Fleet Expansion: A Growing Charter Supply
Textron Aviation has delivered over 300 Citation Latitudes since certification in 2015. As early-production aircraft reach 8-10 years of age, the fleet is transitioning from corporate flight departments to managed Part 135 charter operations. This lifecycle migration is increasing charter availability and will continue through the late 2020s as depreciation accelerates on 2015-2018 vintage aircraft.
- Acquisition cost: $8M-$14M pre-owned. A 2016 Latitude with 3,000 hours trades at $8M-$10M. A 2022 model with 1,000 hours commands $13M-$14M. These acquisition costs are 30-40% below comparable Challenger 350 values, which translates to lower financing costs for operators and therefore lower charter rates.
- Annual fixed costs: $800K-$1.2M. Crew ($350K-$450K for two pilots), insurance ($120K-$180K), hangar ($80K-$150K), training ($50K-$70K), and management fees ($200K-$350K). The Latitude's single-pilot certification (SPC) for Part 91 does not apply to Part 135 charter, which requires two pilots.
- Direct operating cost: $2,100-$2,800/hr. Fuel ($1,093/hr at $5.75/gal), maintenance reserves ($600-$900/hr), crew variable ($200-$300/hr), and navigation/handling ($150-$250/hr).
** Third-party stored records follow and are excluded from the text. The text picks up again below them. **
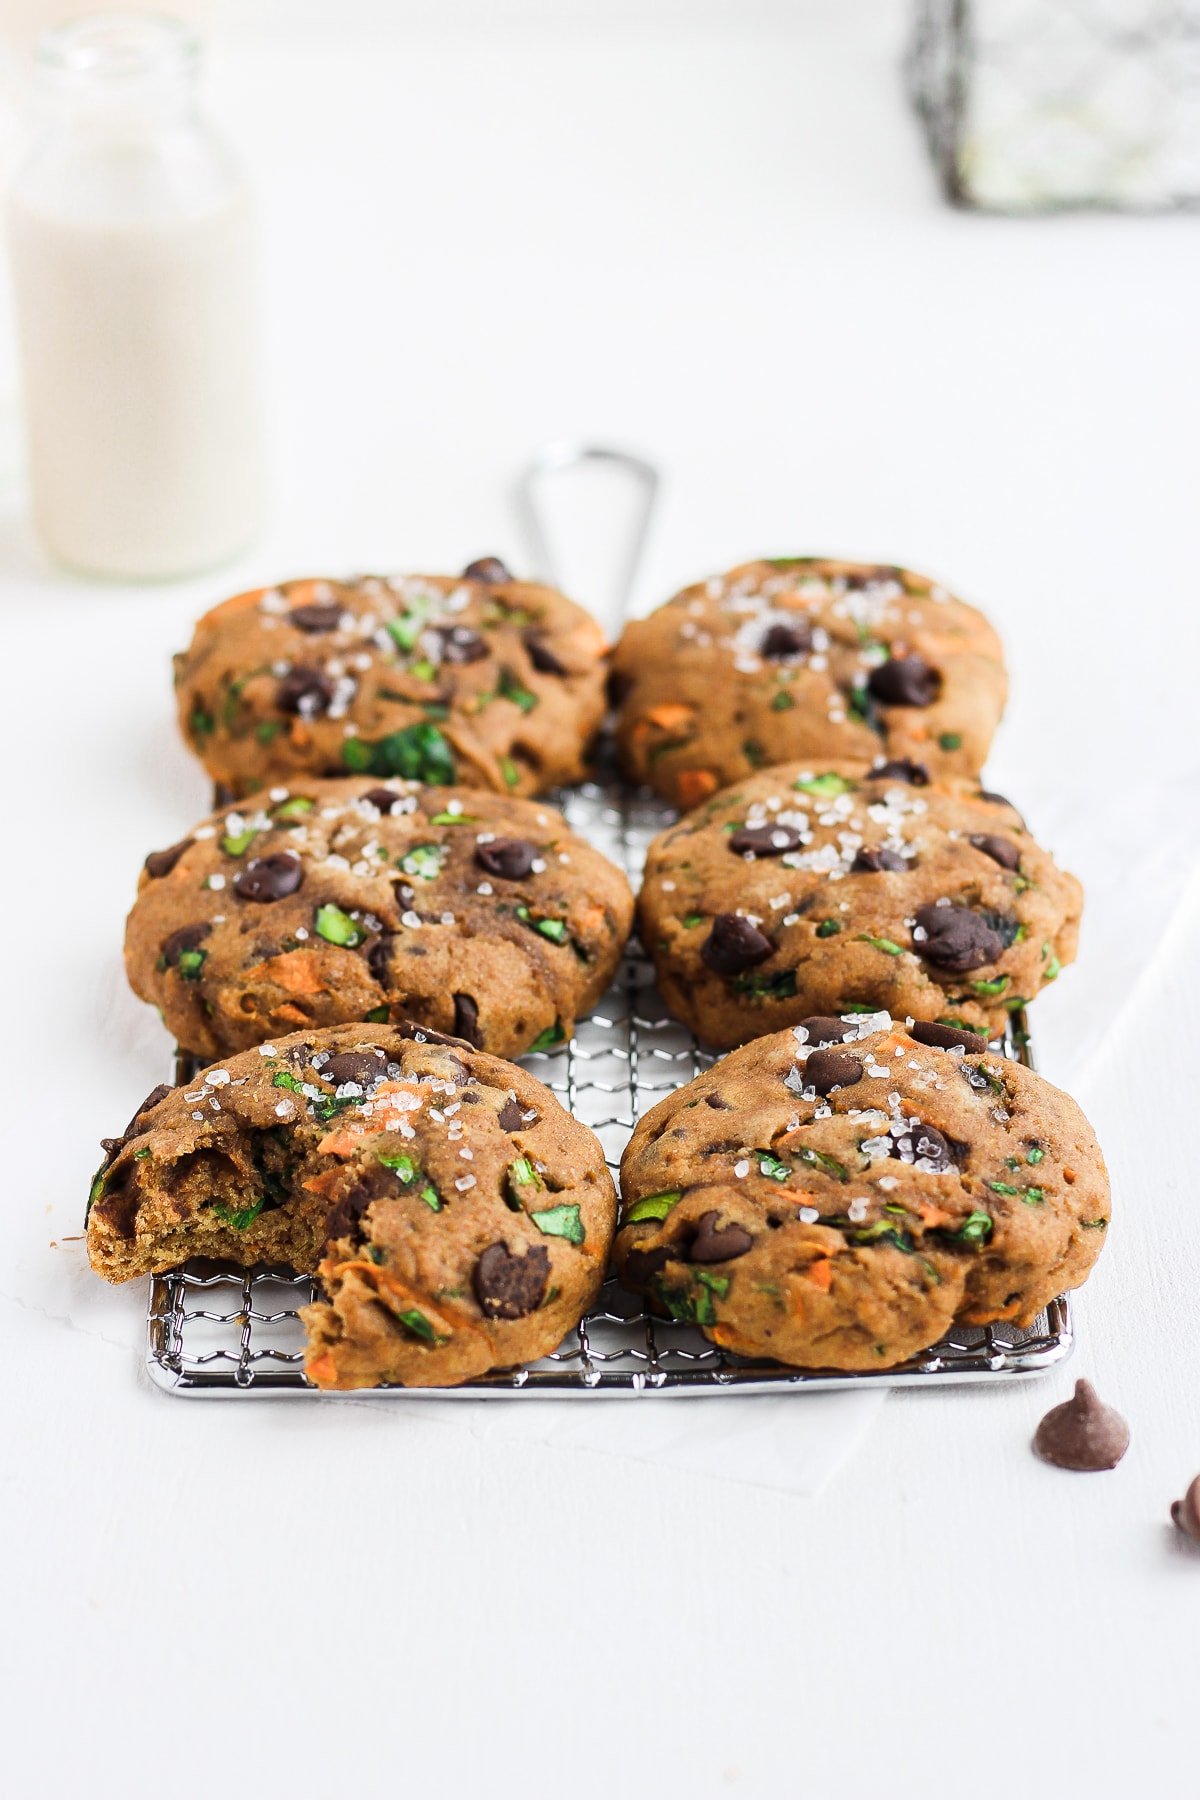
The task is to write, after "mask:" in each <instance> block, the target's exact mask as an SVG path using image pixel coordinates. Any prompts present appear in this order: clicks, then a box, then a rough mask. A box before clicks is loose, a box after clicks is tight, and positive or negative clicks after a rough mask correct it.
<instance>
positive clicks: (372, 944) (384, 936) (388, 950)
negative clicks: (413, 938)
mask: <svg viewBox="0 0 1200 1800" xmlns="http://www.w3.org/2000/svg"><path fill="white" fill-rule="evenodd" d="M394 941H396V932H394V931H385V932H383V936H381V938H376V941H374V943H372V945H371V949H369V950H367V968H369V970H371V974H372V976H374V979H376V981H378V983H380V986H381V988H387V985H389V979H390V974H392V943H394Z"/></svg>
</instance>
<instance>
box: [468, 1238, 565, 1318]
mask: <svg viewBox="0 0 1200 1800" xmlns="http://www.w3.org/2000/svg"><path fill="white" fill-rule="evenodd" d="M549 1274H551V1253H549V1251H547V1247H545V1244H533V1246H531V1247H529V1249H527V1251H525V1255H524V1256H522V1255H520V1253H511V1251H509V1247H507V1244H489V1246H488V1249H486V1251H484V1255H482V1256H480V1258H479V1262H477V1264H475V1276H473V1287H475V1298H477V1300H479V1303H480V1307H482V1309H484V1318H489V1319H524V1318H525V1314H527V1312H533V1310H534V1307H540V1305H542V1298H543V1294H545V1283H547V1278H549Z"/></svg>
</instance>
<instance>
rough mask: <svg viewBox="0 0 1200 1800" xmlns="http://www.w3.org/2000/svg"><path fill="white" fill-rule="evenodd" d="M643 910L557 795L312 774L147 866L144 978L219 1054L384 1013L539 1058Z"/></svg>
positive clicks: (369, 1018)
mask: <svg viewBox="0 0 1200 1800" xmlns="http://www.w3.org/2000/svg"><path fill="white" fill-rule="evenodd" d="M631 911H633V900H631V895H630V886H628V882H626V878H624V875H622V873H621V869H617V868H615V866H613V864H612V862H608V860H606V859H604V857H603V855H601V853H599V851H597V850H594V848H592V846H590V844H588V842H585V841H583V839H581V837H578V835H576V833H574V832H572V830H570V828H569V826H567V821H565V819H563V815H561V814H560V812H556V810H554V806H551V805H547V803H545V801H533V799H516V797H515V796H507V794H488V792H484V790H480V788H439V787H425V785H423V783H419V781H378V779H369V778H358V779H344V781H315V779H302V778H297V779H293V781H290V783H279V785H273V787H270V788H266V790H263V792H259V794H257V796H254V799H250V801H239V803H234V805H228V806H225V808H221V812H216V814H212V815H210V817H209V819H203V821H201V823H200V824H196V826H194V828H193V830H191V832H189V833H187V837H185V839H182V841H180V842H178V844H173V846H171V848H169V850H160V851H153V853H151V855H149V857H148V859H146V869H144V873H142V880H140V889H139V898H137V904H135V907H133V911H131V914H130V922H128V927H126V965H128V970H130V981H131V985H133V988H135V992H137V994H140V995H142V999H148V1001H151V1003H153V1004H155V1006H158V1008H160V1012H162V1015H164V1021H166V1024H167V1028H169V1030H171V1031H173V1033H175V1037H176V1040H178V1042H180V1044H185V1046H187V1048H189V1049H191V1051H194V1053H196V1055H201V1057H214V1055H221V1053H232V1051H237V1049H245V1048H248V1046H250V1044H257V1042H261V1040H263V1039H266V1037H270V1035H272V1033H286V1031H293V1030H297V1028H299V1026H304V1024H313V1026H326V1024H340V1022H344V1021H349V1019H372V1017H374V1019H376V1021H387V1019H398V1017H407V1019H416V1021H419V1022H425V1024H428V1026H432V1028H434V1030H443V1031H453V1033H455V1035H459V1037H464V1039H468V1040H470V1042H475V1044H479V1046H484V1048H488V1049H491V1051H495V1053H498V1055H520V1053H524V1051H525V1049H529V1048H531V1044H533V1042H534V1040H536V1039H540V1037H542V1035H543V1033H547V1042H551V1040H561V1037H565V1035H570V1033H572V1030H574V1022H576V1017H579V1015H581V1013H585V1012H588V1010H590V1008H592V1006H594V1004H596V1001H597V999H599V995H601V994H603V990H604V986H606V985H608V981H610V977H612V972H613V967H615V963H617V958H619V954H621V949H622V945H624V940H626V938H628V932H630V922H631Z"/></svg>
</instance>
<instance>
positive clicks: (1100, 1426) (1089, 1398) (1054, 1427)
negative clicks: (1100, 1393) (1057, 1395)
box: [1033, 1381, 1130, 1471]
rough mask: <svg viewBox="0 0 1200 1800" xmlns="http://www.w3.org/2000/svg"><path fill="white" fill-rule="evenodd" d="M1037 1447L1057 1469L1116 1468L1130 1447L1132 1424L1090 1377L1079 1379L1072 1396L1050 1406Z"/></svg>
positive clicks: (1043, 1420)
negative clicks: (1106, 1405)
mask: <svg viewBox="0 0 1200 1800" xmlns="http://www.w3.org/2000/svg"><path fill="white" fill-rule="evenodd" d="M1033 1447H1034V1451H1036V1453H1038V1456H1040V1458H1042V1462H1051V1463H1054V1467H1056V1469H1088V1471H1090V1469H1115V1467H1117V1463H1119V1462H1121V1458H1123V1456H1124V1453H1126V1451H1128V1447H1130V1427H1128V1426H1126V1422H1124V1420H1123V1418H1121V1413H1117V1411H1115V1408H1112V1406H1105V1404H1103V1400H1101V1399H1099V1395H1097V1393H1096V1388H1094V1386H1092V1382H1090V1381H1078V1382H1076V1391H1074V1395H1072V1397H1070V1400H1063V1404H1061V1406H1052V1408H1051V1409H1049V1413H1047V1415H1045V1418H1043V1420H1042V1424H1040V1426H1038V1429H1036V1431H1034V1436H1033Z"/></svg>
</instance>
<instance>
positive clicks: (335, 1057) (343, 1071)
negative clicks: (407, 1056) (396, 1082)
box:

The PW306D1 engines are on-condition rather than time-limited, which can reduce maintenance reserve costs for low-utilization aircraft.
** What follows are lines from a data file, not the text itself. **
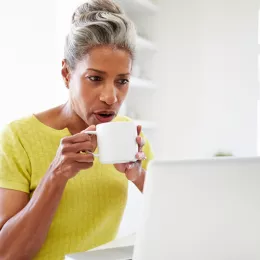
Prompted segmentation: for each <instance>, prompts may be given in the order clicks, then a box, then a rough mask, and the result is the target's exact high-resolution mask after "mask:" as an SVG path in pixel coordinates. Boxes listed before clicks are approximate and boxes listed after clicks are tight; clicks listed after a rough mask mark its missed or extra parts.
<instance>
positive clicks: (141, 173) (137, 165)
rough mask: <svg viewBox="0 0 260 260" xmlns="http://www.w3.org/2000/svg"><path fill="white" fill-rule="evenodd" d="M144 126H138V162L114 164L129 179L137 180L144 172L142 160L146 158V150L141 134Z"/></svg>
mask: <svg viewBox="0 0 260 260" xmlns="http://www.w3.org/2000/svg"><path fill="white" fill-rule="evenodd" d="M141 131H142V127H141V126H140V125H139V126H137V135H138V137H137V138H136V142H137V144H138V153H137V154H136V159H137V161H136V162H129V163H120V164H114V166H115V168H116V169H117V170H118V171H119V172H122V173H124V174H125V176H126V177H127V179H128V180H130V181H132V182H135V181H136V180H137V179H138V178H139V177H140V176H141V174H142V161H143V160H145V159H146V156H145V154H144V152H143V151H142V149H143V146H144V144H145V142H144V140H143V138H142V137H141V136H140V133H141Z"/></svg>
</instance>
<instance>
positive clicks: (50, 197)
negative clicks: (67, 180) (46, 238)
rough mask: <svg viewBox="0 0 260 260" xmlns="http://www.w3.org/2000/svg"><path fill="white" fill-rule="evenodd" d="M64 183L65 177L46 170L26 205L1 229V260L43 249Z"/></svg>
mask: <svg viewBox="0 0 260 260" xmlns="http://www.w3.org/2000/svg"><path fill="white" fill-rule="evenodd" d="M65 186H66V180H65V179H64V180H60V179H59V180H58V179H57V178H56V177H54V176H53V175H50V174H46V176H45V177H44V178H43V180H42V181H41V183H40V185H39V186H38V187H37V189H36V190H35V192H34V194H33V196H32V198H31V200H30V201H29V203H28V204H27V205H26V206H25V208H24V209H22V210H21V211H20V212H19V213H18V214H17V215H15V216H14V217H13V218H11V219H9V220H8V221H7V222H6V223H5V225H4V226H3V228H2V230H1V231H0V259H1V260H2V259H4V260H7V259H8V260H9V259H17V260H18V259H26V260H28V259H32V258H33V256H34V255H35V254H36V253H37V252H38V251H39V250H40V248H41V246H42V244H43V243H44V241H45V239H46V236H47V233H48V230H49V227H50V225H51V222H52V219H53V216H54V214H55V212H56V209H57V207H58V205H59V202H60V200H61V197H62V194H63V191H64V188H65Z"/></svg>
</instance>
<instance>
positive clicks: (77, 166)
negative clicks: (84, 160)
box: [75, 162, 93, 171]
mask: <svg viewBox="0 0 260 260" xmlns="http://www.w3.org/2000/svg"><path fill="white" fill-rule="evenodd" d="M92 166H93V162H89V163H84V162H75V167H76V168H77V170H78V171H80V170H85V169H89V168H91V167H92Z"/></svg>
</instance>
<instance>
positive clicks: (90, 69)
mask: <svg viewBox="0 0 260 260" xmlns="http://www.w3.org/2000/svg"><path fill="white" fill-rule="evenodd" d="M88 70H92V71H95V72H98V73H100V74H107V73H106V72H105V71H102V70H97V69H92V68H89V69H87V71H88ZM129 75H130V73H121V74H119V75H118V76H120V77H122V76H129Z"/></svg>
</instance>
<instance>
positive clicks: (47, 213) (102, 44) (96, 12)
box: [0, 0, 151, 260]
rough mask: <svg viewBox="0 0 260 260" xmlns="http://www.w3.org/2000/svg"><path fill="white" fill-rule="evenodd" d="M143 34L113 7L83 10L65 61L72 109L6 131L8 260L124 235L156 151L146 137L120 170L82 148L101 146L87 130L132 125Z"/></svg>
mask: <svg viewBox="0 0 260 260" xmlns="http://www.w3.org/2000/svg"><path fill="white" fill-rule="evenodd" d="M134 37H135V29H134V26H133V24H132V22H131V21H130V20H129V19H128V18H127V17H126V16H125V15H124V14H123V13H122V11H121V9H120V8H119V7H118V6H117V5H116V4H114V3H113V2H112V1H110V0H92V1H91V2H88V3H85V4H83V5H81V6H80V7H79V8H78V9H77V10H76V11H75V13H74V14H73V17H72V25H71V31H70V33H69V35H68V37H67V39H66V44H65V53H64V60H63V62H62V77H63V80H64V83H65V85H66V87H67V88H68V92H69V99H68V102H67V103H66V104H63V105H61V106H59V107H56V108H52V109H50V110H48V111H45V112H42V113H39V114H36V115H32V116H30V117H26V118H23V119H20V120H17V121H14V122H12V123H10V124H9V125H7V126H6V127H5V129H4V131H3V132H2V133H1V137H0V187H1V188H0V229H1V231H0V258H1V259H12V260H13V259H16V260H18V259H48V260H52V259H55V260H57V259H63V258H64V255H65V254H68V253H71V252H79V251H85V250H88V249H90V248H93V247H96V246H98V245H101V244H103V243H106V242H109V241H110V240H112V239H114V238H115V236H116V233H117V230H118V227H119V224H120V221H121V218H122V215H123V212H124V208H125V205H126V200H127V186H128V180H130V181H132V182H133V183H134V184H135V185H136V186H137V188H138V189H139V190H140V191H142V189H143V183H144V178H145V169H146V166H147V163H148V161H149V159H150V158H151V151H150V147H149V144H148V143H146V144H145V146H144V138H143V137H142V135H141V136H139V137H138V138H137V143H138V145H139V152H138V154H137V155H136V156H137V159H138V161H137V163H127V164H118V165H101V164H100V163H99V161H98V160H94V157H93V155H92V154H90V153H81V151H91V152H93V151H94V150H95V149H96V146H97V143H96V140H95V138H94V137H93V136H89V135H87V134H86V133H85V132H84V131H85V130H86V129H87V130H94V129H95V125H97V124H99V123H104V122H109V121H112V120H113V121H124V120H129V119H127V118H124V117H119V116H117V113H118V111H119V108H120V106H121V104H122V102H123V101H124V99H125V97H126V95H127V92H128V87H129V77H130V72H131V68H132V62H133V54H134ZM137 131H138V134H140V132H141V127H140V126H139V127H138V129H137ZM145 157H147V160H144V159H145Z"/></svg>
- Break-even utilization: 300-400 hours/year. At $3,700/hr average charter rate and 350 hours of utilization, gross revenue is $1.295M against total costs of $1.5M-$2.0M. Like most owner-managed charter operations, the gap is filled by the owner's personal use value.
The Latitude fleet's growth trajectory mirrors the early years of the Citation XLS program, which now has one of the densest charter fleets in the midsize category. Expect Latitude charter availability to improve steadily through 2028-2030 as fleet migration accelerates.
When the Latitude Is the Right Charter
The Citation Latitude fills a specific gap: clients who need a stand-up cabin and super-midsize range but do not need the Challenger 350's extra cabin length or 3,200 nm range. For 4-7 passengers on domestic routes between 1,000 and 2,500 nm, the Latitude delivers the flat-floor experience at $600-$1,000 less per hour than the Challenger 350. That savings compounds significantly on multi-leg trips.
Short-field advantage
The Latitude's 3,580-foot takeoff distance gives it access to airports that the Challenger 350 (4,835 ft) cannot reach. Aspen (8,000 ft MSL, 8,006 ft runway) is a notable example: both aircraft operate from Aspen, but the Latitude carries more payload due to its shorter ground roll. At sea-level airports with short runways, the Latitude accesses fields like Boca Raton (BCT, 6,276 ft), Morristown (MMU, 5,997 ft), and dozens of regional airports where every foot of runway matters.
When to step up
For groups of 8+, the Latitude's 9-passenger capacity works but the cabin becomes dense on flights over 3 hours. Step up to a G550 for large groups needing separation. For transcontinental routes with significant headwinds (eastbound winter flights), the Latitude's 2,700 nm range may require a fuel stop that the Challenger 350 avoids. Evaluate the specific route and wind forecast before defaulting to the larger aircraft.